InFusionSurf: Refining Neural RGB-D Surface Reconstruction Using Per-Frame Intrinsic Refinement and TSDF Fusion Prior Learning
Seunghwan Lee, Gwanmo Park, Hyewon Son, Jiwon Ryu, Han Joo Chae
TL;DR
InFusionSurf tackles the slow convergence and depth-blur challenges of NeRF-based RGB-D surface reconstruction by introducing per-frame intrinsic refinement (PFIR) and a TSDF Fusion prior learning phase. The method employs a dense feature grid with a three-phase optimization that first learns a geometric prior from TSDF Fusion, then progressively refines details with frame-specific ray corrections and higher-resolution grids. Quantitative and qualitative results show superior geometry and faster convergence compared to GO-Surf and Neural RGB-D, with ablations confirming the benefits of PFIR and TSDF priors. This approach enables efficient, high-fidelity 3D reconstruction from RGB-D video, offering practical advantages for real-world applications where depth motion blur and training time are critical factors.
Abstract
We introduce InFusionSurf, an innovative enhancement for neural radiance field (NeRF) frameworks in 3D surface reconstruction using RGB-D video frames. Building upon previous methods that have employed feature encoding to improve optimization speed, we further improve the reconstruction quality with minimal impact on optimization time by refining depth information.
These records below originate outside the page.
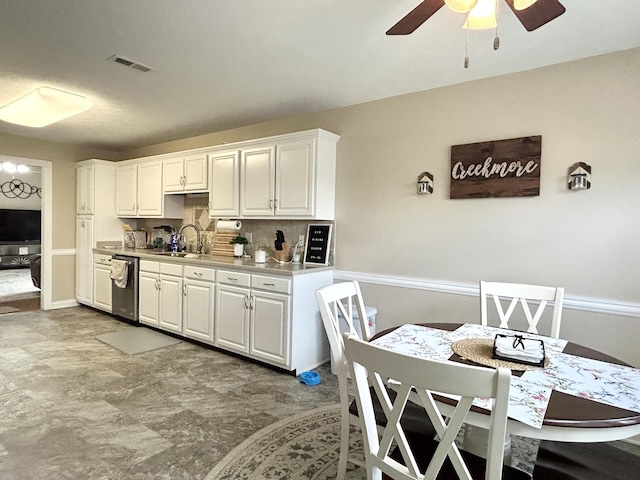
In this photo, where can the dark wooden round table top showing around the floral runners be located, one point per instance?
(566, 410)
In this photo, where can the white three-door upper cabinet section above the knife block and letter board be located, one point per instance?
(288, 176)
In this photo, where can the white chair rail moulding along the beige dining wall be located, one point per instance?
(587, 304)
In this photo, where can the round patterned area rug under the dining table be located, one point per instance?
(305, 447)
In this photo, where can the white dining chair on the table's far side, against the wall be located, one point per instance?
(517, 293)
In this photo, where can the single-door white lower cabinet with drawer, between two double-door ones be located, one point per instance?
(198, 301)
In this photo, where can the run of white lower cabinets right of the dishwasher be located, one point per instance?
(252, 314)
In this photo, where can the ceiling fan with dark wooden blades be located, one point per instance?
(532, 17)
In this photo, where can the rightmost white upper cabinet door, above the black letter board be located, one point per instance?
(295, 178)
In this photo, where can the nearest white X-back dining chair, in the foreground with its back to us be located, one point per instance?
(416, 456)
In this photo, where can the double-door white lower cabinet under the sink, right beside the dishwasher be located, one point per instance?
(160, 295)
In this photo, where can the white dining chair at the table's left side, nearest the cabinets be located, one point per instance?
(344, 300)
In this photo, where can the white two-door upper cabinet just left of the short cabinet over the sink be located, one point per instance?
(139, 191)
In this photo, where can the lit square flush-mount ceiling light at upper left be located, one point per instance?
(44, 106)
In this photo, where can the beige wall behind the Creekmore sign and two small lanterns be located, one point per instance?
(586, 111)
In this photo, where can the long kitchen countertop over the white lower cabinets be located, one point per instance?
(246, 264)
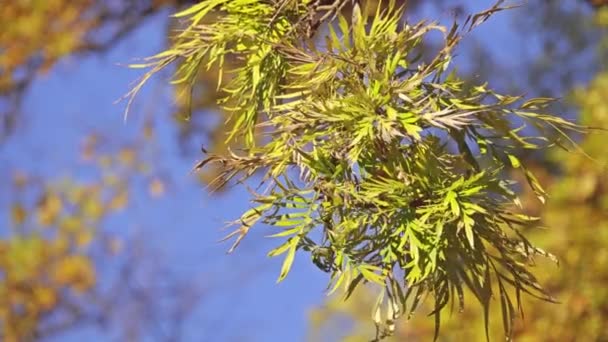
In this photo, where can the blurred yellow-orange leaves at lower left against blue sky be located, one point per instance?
(58, 242)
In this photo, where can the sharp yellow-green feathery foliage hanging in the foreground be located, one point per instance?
(379, 162)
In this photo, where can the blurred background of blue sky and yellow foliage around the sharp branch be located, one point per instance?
(107, 235)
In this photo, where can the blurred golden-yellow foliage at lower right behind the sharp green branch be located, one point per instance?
(576, 214)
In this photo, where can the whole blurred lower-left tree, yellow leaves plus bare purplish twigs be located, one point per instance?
(64, 268)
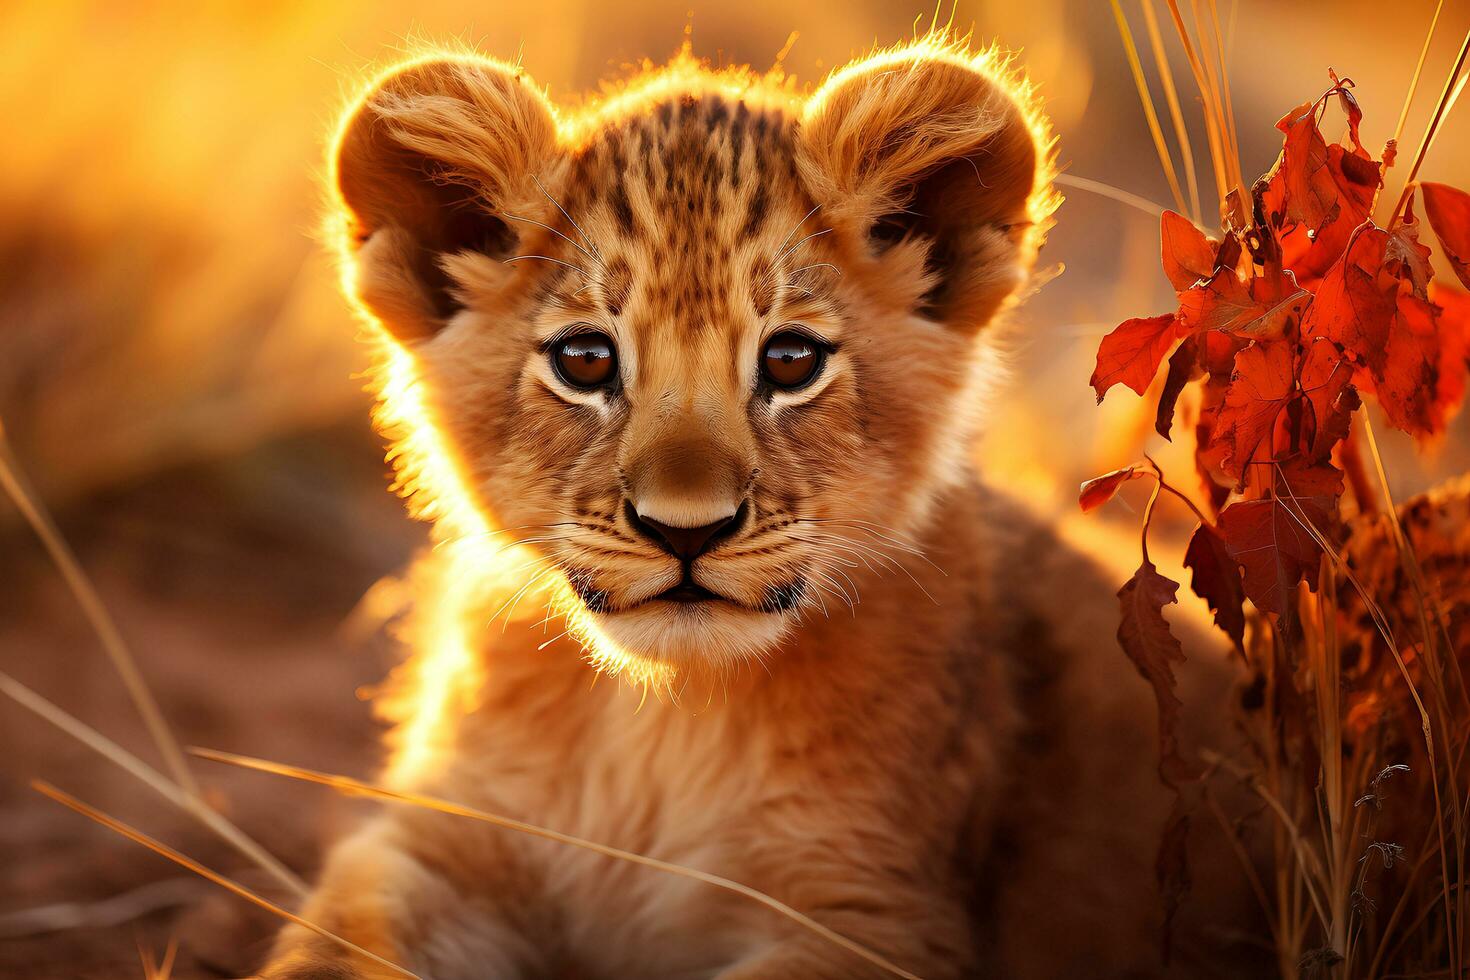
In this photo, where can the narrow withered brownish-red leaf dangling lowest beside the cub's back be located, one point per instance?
(1146, 638)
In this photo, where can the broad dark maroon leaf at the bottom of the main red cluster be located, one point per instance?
(1274, 549)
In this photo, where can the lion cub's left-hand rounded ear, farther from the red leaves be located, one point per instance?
(427, 164)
InFusionSurf addresses camera motion-induced blurs in each depth frame through a per-frame intrinsic refinement scheme. It incorporates the truncated signed distance field (TSDF) Fusion, a classical real-time 3D surface reconstruction method, as a pretraining tool for the feature grid, enhancing reconstruction details and training speed. Comparative quantitative and qualitative analyses show that InFusionSurf reconstructs scenes with high accuracy while maintaining optimization efficiency. The effectiveness of our intrinsic refinement and TSDF Fusion-based pretraining is further validated through an ablation study.